Dans la tapisserie kaléidoscopique de l’existence humaine, peu de lieux ont été aussi envoûtants dans l’imaginaire occidental que l’Inde, et en particulier la ville sacrée de Bénarès (Varanasi). Cette terre du soleil levant, où le Gange, artère vitale de l’Inde, serpente à travers les ruelles labyrinthiques d’une ville qui est depuis des millénaires un phare de spiritualité, a captivé l’imagination d’innombrables auteurs, poètes et cinéastes. Cet essai cherche à explorer le fascination durable exercée par Bénarès, telle qu’elle est représentée dans les films d’auteur issus de cette relation énigmatique.

La fascination pour l’Inde, et plus particulièrement pour Bénarès, remonte au XIXe siècle, à une époque où l’Occident était en pleine crise identitaire face à la Révolution industrielle. L’Orient, avec sa richesse spirituelle, son mysticisme et sa sagesse ancienne, offrait un contraste saisissant aux poursuites matérialistes de l’Occident. Pierre Loti, officier de marine et écrivain français, incarnait cette fascination dans ses écrits évocateurs. Dans ses livres tels que Aziyadé et Pêcheur d’Islande, Loti brossait des portraits vivants de l’Orient, capturant l’essence de ses peuples, de sa culture et de ses paysages avec une élégance poétique qui transcendait les frontières de la langue et de la géographie.

L’un de ces portraits était Bénarès, une ville que Loti décrivait comme une « ville de rêves, de souvenirs, de légendes, du passé ». Ses écrits, empreints d’émerveillement et de révérence, furent un précurseur des films d’auteur qui apparaîtraient plus tard, cherchant à saisir l’essence spirituelle de cette cité ancienne.

Un de ces films est Vers Bénarès, une petite pépite signée G. Vignali et G. Prata. Ce voyage poétique et spirituel, tout comme les écrits de Loti, évite les clichés habituels des films de voyage et préfère une exploration méditative de la ville et de ses habitants. Tourné en noir et blanc, le film capture la beauté intemporelle de Bénarès — ses ghats, ses temples, ses habitants — de manière à la fois intime et transcendante. La caméra s’attarde sur les visages des dévots, des prêtres et des mendiants, capturant l’essence de leurs vies, de leurs luttes et de leurs quêtes spirituelles.
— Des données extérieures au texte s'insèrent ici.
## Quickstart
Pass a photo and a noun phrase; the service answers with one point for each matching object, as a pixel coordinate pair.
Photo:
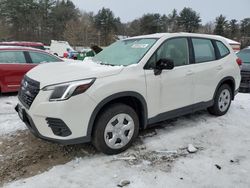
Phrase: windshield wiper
(106, 64)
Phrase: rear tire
(115, 129)
(222, 101)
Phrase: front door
(172, 89)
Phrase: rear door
(207, 69)
(13, 66)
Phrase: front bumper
(64, 122)
(31, 126)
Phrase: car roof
(22, 43)
(20, 48)
(180, 34)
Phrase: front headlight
(66, 90)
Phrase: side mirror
(162, 64)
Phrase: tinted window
(12, 57)
(244, 55)
(222, 49)
(41, 57)
(175, 49)
(203, 50)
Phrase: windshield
(125, 52)
(244, 55)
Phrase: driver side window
(175, 49)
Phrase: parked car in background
(15, 62)
(244, 55)
(37, 45)
(60, 48)
(129, 86)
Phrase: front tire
(222, 101)
(115, 129)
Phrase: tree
(189, 20)
(208, 28)
(106, 23)
(151, 23)
(221, 26)
(245, 27)
(233, 29)
(45, 19)
(173, 21)
(62, 13)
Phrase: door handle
(219, 67)
(189, 73)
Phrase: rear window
(203, 50)
(244, 55)
(12, 57)
(42, 57)
(224, 51)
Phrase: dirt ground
(24, 155)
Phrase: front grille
(58, 127)
(28, 92)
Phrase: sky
(128, 10)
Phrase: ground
(158, 158)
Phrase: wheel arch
(227, 80)
(131, 98)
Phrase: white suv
(130, 85)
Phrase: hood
(245, 67)
(54, 73)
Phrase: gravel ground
(158, 158)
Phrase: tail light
(239, 61)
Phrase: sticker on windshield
(139, 46)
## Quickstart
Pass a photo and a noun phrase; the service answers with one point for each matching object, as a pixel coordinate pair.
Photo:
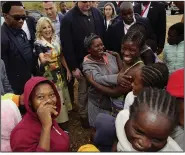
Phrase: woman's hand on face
(124, 80)
(89, 78)
(112, 53)
(69, 76)
(47, 57)
(44, 113)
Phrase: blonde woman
(109, 13)
(51, 59)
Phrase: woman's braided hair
(134, 36)
(157, 101)
(88, 40)
(155, 75)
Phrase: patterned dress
(53, 71)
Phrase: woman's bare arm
(109, 91)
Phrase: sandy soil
(80, 136)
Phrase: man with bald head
(56, 17)
(120, 26)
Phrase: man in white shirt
(51, 12)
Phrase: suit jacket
(73, 33)
(115, 33)
(157, 18)
(4, 83)
(31, 22)
(17, 62)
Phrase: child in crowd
(155, 76)
(140, 128)
(174, 49)
(176, 88)
(17, 99)
(10, 117)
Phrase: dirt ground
(80, 136)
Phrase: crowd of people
(132, 100)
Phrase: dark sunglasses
(18, 17)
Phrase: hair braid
(157, 101)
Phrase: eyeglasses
(18, 17)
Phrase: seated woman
(104, 68)
(48, 49)
(131, 46)
(154, 76)
(140, 128)
(38, 130)
(10, 117)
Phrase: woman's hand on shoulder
(44, 113)
(124, 80)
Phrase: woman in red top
(38, 131)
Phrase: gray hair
(126, 6)
(113, 8)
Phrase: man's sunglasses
(18, 17)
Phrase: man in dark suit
(156, 13)
(79, 22)
(121, 24)
(16, 50)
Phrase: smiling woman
(48, 49)
(140, 128)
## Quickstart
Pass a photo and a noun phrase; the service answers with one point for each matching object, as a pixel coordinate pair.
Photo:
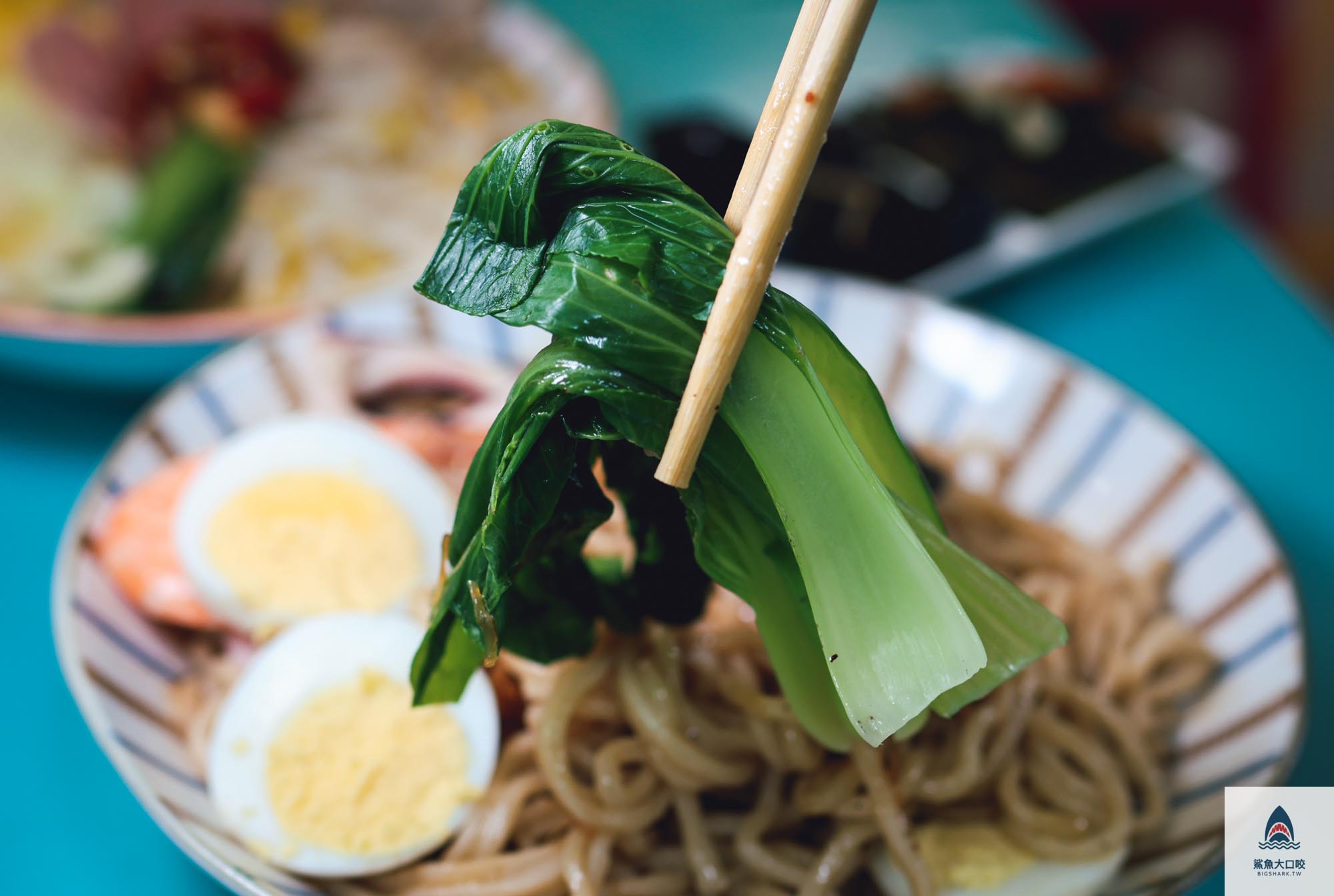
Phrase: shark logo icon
(1280, 833)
Le film, tout comme les écrits de Loti, est un témoignage de l’attrait intemporel de Bénarès, une ville qui continue de captiver l’imagination des voyageurs, écrivains et cinéastes. C’est une ville qui transcende les frontières du temps et de l’espace, une ville qui incarne l’essence de l’Inde : sa spiritualité, son mysticisme et son riche patrimoine culturel.

En conclusion, les films d’auteur issus de la relation entre l’Occident et l’Inde — et en particulier avec Bénarès — témoignent de l’envoûtement durable exercé par cette cité ancienne. Ces films, à l’image des écrits d’auteurs comme Pierre Loti, ouvrent une fenêtre sur un monde à la fois familier dans ses émotions humaines et totalement étranger dans ses expressions culturelles — un espace où le regard occidental cherche le sens, la beauté et la transcendance.